Oklahoma County District Judge
- In office 2006–2018
- Preceded by: Susan P. Caswell
- Succeeded by: Susan Stallings

Member of the Oklahoma House of Representatives from the 84th district
- In office 1989–2004
- Preceded by: John Bumpus
- Succeeded by: Sally Kern
- In office 1978–1987
- Preceded by: Judy Swinton
- Succeeded by: John Bumpus

Personal details
- Born: October 4, 1937
- Died: April 2, 2025 (aged 87) Oklahoma City, Oklahoma, U.S.
- Political party: Republican
- Education: University of Oklahoma; Oklahoma City University School of Law;

= William D. Graves =

American politician (1937–2025)

William D. Graves (October 4, 1937 – April 2, 2025) was an American judge and politician who represented the 84th district of the Oklahoma House of Representatives from 1978 to 1987 and from 1989 to 2004. He also served as the Oklahoma County district judge from 2006 to 2018.

==Biography==
William D. Graves was born on October 4, 1937. He graduated from Putnam City High School in 1956 and attended the University of Oklahoma.

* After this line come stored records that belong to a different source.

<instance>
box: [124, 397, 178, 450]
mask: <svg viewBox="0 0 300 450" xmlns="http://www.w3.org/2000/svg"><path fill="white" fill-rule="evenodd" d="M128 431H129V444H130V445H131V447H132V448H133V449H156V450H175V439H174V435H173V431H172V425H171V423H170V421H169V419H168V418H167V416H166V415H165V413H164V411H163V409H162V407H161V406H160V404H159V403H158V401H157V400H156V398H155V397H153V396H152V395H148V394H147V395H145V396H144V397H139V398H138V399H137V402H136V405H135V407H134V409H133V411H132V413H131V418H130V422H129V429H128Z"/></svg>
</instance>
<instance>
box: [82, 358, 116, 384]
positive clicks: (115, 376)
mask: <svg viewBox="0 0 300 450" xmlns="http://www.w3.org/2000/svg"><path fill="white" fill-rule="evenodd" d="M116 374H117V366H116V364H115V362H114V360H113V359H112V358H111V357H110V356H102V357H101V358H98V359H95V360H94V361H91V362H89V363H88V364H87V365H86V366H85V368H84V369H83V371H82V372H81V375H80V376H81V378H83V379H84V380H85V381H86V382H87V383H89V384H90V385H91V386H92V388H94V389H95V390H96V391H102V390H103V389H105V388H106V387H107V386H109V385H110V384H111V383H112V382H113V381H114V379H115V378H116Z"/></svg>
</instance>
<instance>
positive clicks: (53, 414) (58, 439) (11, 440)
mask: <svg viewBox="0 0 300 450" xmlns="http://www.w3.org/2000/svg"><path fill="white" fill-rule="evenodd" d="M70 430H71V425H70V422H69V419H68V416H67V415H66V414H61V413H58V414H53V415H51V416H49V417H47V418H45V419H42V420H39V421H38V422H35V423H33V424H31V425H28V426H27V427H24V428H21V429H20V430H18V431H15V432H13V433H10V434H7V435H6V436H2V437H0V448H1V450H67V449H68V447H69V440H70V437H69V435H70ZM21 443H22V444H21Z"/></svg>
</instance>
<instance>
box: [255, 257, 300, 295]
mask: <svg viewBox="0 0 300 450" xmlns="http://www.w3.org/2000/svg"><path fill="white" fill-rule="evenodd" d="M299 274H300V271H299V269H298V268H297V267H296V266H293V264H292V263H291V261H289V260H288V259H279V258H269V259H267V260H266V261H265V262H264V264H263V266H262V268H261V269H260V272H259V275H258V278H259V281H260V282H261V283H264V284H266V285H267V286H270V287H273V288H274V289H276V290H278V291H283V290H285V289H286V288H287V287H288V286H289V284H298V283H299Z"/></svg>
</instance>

In 1962, he joined the Oklahoma National Guard. In 1968, he graduated from the Oklahoma City University School of Law.

In 1978, he was elected to the Oklahoma House of Representatives. He was a member of the Republican Party and represented the 84th district in the 37th through the 49th Oklahoma Legislature, except for 41st Oklahoma Legislature where John Bumpus held the seat. In 2006, he was elected Oklahoma County district judge and he served until 2018. He died on April 2, 2025, in Oklahoma City.